Last semester, 21 students received letters regarding potential disciplinary action after the die-in. At least two of these students, however, were not at the die-in, according to Liu. Wengronowitz was told that he was put on disciplinary probation because he was seen as having had an organizing role in the climate change vigil. Wengronowitz, who believes that the vigil should have been permitted, was given two reasons that it was not: CJBC is not an RSO and there were liability concerns. He plans to appeal based on the claim that the vigil should have been permitted.
“I want to be clear, I was punished because I tried to follow the rules,” he said in an email. “That is, I was punished because I had informed the Dean of Conduct’s office that we intended to carry-out the protest, even though we did not receive the permit.”
The policy outlined in section four of the BC student guide states, “The Dean reserves the right to determine the time and place of any public demonstration. Participation in a demonstration without prior authorization could result in conduct action.”
“Participation can be defined as planning/organizing an event, physically participating in an event, and/or both,” DeCapua said in an email.

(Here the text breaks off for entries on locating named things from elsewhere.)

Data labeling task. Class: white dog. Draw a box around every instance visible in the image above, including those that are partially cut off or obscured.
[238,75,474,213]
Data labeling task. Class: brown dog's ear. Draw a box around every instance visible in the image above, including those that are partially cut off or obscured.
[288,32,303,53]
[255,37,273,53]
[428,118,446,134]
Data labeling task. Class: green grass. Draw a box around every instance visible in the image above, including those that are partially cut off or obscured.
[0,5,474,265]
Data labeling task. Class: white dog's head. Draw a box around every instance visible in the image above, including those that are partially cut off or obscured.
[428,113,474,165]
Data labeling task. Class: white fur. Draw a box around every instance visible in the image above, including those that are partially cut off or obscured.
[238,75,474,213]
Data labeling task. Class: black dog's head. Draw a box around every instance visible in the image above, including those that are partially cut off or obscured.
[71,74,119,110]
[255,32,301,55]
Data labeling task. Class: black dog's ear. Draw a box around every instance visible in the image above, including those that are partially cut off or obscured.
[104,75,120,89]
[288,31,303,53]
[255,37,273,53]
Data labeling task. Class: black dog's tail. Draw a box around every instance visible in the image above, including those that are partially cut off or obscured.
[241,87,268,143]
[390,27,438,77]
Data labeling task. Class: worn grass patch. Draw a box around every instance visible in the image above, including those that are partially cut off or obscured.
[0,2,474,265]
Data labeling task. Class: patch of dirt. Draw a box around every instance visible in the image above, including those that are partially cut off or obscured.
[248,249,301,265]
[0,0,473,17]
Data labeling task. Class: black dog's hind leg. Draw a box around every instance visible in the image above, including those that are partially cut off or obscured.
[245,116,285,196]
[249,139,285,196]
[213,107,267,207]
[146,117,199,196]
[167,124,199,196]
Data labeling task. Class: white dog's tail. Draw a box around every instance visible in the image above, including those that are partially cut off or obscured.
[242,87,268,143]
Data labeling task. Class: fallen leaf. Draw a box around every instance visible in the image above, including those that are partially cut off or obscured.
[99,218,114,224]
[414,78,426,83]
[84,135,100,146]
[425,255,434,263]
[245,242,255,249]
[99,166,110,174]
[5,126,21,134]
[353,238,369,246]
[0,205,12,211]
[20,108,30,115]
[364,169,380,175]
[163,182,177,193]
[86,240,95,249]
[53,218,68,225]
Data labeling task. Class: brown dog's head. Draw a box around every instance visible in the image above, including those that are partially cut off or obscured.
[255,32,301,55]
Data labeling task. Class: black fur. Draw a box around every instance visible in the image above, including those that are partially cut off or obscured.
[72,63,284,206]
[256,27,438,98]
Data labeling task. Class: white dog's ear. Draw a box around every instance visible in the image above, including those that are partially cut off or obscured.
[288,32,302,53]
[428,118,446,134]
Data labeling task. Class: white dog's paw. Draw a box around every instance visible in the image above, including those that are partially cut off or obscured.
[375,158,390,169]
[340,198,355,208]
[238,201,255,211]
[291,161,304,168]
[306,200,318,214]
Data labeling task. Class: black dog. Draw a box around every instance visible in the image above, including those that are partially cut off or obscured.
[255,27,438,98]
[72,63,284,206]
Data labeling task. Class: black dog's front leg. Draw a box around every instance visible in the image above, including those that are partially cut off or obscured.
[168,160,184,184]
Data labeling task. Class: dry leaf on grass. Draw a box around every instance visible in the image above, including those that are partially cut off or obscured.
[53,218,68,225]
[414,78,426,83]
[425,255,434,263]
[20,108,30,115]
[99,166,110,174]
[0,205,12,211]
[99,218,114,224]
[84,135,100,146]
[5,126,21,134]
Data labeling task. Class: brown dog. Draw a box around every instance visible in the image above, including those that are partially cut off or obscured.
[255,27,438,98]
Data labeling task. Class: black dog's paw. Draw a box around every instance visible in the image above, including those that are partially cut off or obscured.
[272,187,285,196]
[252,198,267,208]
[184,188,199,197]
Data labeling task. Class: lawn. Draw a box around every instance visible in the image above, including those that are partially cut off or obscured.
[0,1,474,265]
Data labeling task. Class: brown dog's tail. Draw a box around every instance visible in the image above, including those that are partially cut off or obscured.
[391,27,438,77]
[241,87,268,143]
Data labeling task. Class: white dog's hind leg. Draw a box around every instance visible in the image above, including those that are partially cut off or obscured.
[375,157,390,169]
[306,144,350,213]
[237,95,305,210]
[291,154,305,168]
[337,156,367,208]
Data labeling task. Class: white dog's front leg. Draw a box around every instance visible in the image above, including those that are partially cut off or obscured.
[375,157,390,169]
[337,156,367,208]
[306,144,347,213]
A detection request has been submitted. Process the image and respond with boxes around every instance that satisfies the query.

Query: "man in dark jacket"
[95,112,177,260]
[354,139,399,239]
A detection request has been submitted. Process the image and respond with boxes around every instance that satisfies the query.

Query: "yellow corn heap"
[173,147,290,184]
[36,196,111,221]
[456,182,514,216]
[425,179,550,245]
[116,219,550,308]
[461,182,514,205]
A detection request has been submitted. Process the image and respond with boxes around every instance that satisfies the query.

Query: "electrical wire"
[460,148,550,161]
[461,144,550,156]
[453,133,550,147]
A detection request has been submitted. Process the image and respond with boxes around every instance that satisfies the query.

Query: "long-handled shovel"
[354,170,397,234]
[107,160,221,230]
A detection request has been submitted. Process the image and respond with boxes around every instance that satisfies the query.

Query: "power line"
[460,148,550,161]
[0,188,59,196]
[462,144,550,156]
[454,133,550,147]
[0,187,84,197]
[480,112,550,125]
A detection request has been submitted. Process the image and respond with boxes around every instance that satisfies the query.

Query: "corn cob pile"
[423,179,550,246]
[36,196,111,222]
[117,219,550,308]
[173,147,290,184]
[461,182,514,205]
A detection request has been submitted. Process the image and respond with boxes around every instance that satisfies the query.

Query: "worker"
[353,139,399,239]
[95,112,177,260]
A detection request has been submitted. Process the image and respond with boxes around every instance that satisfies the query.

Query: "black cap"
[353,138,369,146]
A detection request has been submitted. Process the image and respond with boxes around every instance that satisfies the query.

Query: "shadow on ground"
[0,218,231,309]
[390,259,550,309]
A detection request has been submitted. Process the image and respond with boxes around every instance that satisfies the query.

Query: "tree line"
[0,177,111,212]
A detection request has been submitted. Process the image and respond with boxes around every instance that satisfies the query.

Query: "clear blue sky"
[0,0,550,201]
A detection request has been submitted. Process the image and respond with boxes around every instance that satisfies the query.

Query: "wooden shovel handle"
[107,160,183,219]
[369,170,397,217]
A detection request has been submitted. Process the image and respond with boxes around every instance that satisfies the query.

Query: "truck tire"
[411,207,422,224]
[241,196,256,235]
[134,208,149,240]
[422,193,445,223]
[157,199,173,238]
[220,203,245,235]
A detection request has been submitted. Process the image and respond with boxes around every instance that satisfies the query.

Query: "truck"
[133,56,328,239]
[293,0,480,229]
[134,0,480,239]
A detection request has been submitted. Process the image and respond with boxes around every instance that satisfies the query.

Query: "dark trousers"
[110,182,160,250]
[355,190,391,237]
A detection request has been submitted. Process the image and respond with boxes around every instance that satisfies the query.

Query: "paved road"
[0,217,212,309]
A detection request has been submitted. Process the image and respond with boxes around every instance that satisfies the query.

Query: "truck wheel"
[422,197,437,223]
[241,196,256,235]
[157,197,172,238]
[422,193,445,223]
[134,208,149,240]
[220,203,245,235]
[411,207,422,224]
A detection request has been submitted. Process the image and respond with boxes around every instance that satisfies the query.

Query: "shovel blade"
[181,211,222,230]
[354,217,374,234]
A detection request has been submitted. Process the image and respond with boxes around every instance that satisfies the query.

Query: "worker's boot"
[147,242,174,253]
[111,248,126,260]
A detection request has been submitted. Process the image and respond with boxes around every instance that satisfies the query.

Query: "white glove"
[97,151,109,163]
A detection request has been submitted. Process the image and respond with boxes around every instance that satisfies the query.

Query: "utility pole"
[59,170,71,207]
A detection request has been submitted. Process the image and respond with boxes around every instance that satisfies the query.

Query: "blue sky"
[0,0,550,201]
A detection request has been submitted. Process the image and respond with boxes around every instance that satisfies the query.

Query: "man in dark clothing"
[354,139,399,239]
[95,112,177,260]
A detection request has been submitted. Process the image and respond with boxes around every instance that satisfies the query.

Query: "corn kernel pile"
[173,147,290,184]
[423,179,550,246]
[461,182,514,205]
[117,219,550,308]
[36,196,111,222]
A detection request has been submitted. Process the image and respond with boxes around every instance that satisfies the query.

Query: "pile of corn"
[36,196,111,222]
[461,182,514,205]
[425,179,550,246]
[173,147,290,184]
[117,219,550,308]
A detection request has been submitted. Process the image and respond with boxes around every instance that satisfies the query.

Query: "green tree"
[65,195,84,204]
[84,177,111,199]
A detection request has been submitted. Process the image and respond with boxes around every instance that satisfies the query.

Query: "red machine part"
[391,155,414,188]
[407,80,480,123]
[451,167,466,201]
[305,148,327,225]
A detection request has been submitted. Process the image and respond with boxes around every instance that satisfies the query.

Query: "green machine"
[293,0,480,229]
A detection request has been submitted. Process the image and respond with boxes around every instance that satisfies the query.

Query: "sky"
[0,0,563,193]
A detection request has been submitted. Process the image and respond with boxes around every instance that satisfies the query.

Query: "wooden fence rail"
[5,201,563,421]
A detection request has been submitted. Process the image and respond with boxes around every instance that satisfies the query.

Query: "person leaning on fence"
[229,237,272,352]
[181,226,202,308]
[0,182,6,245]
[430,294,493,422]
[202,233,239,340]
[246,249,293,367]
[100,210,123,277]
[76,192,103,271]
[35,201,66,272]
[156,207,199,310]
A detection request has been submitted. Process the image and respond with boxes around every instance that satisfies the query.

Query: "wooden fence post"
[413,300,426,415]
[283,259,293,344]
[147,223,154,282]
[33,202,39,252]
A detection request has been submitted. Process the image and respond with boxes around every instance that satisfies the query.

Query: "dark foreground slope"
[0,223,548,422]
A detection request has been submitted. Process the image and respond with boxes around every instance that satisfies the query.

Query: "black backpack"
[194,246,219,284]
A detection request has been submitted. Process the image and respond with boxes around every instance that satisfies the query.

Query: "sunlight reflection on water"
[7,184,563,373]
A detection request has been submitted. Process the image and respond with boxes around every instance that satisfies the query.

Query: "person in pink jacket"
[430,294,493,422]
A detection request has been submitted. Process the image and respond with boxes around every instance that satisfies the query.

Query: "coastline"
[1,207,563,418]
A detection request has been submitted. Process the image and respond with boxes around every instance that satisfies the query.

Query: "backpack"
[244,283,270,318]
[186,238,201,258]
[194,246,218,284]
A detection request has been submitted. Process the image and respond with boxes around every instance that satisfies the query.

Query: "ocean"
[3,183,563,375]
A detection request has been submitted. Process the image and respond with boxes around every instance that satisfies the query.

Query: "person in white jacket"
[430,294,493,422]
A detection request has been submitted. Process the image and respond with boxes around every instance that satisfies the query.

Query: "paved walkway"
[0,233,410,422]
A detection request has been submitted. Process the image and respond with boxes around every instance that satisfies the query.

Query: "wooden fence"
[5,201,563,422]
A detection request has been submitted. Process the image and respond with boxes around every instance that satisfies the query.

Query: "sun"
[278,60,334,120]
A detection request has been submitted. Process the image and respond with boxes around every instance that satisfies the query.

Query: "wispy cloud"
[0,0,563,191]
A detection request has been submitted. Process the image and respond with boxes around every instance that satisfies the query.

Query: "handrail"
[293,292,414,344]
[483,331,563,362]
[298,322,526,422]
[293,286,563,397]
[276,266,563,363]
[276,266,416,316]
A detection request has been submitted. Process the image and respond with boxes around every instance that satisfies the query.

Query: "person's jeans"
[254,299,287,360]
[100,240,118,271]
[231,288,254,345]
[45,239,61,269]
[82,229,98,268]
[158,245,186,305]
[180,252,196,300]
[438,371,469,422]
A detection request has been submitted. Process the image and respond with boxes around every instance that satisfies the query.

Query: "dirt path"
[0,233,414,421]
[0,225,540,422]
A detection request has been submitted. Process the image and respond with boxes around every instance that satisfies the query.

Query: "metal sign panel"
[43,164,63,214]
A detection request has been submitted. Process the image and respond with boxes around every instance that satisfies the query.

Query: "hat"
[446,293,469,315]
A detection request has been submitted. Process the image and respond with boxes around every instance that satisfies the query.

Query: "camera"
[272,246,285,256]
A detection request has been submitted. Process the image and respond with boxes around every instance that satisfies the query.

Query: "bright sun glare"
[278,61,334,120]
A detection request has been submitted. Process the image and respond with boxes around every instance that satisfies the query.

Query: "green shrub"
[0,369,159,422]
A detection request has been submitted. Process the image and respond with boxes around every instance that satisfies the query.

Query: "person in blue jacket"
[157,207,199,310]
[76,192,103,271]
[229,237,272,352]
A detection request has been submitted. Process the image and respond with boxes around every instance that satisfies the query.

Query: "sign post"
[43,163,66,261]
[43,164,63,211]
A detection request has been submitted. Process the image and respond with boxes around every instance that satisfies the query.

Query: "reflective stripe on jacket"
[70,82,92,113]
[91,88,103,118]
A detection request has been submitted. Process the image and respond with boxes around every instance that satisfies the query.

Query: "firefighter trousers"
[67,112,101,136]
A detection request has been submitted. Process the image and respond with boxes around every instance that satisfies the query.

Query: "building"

Liu said that this disciplinary action was arbitrary and makes her feel threatened—she feels the sanctions were meant to discourage her from being associated with controversial events in the future.
“I think that this shouldn’t scare us or back us down at all,” she said. “It should enrage us more and enrage more people, knowing that if this is happening to your fellow students, this could be happening to you too.”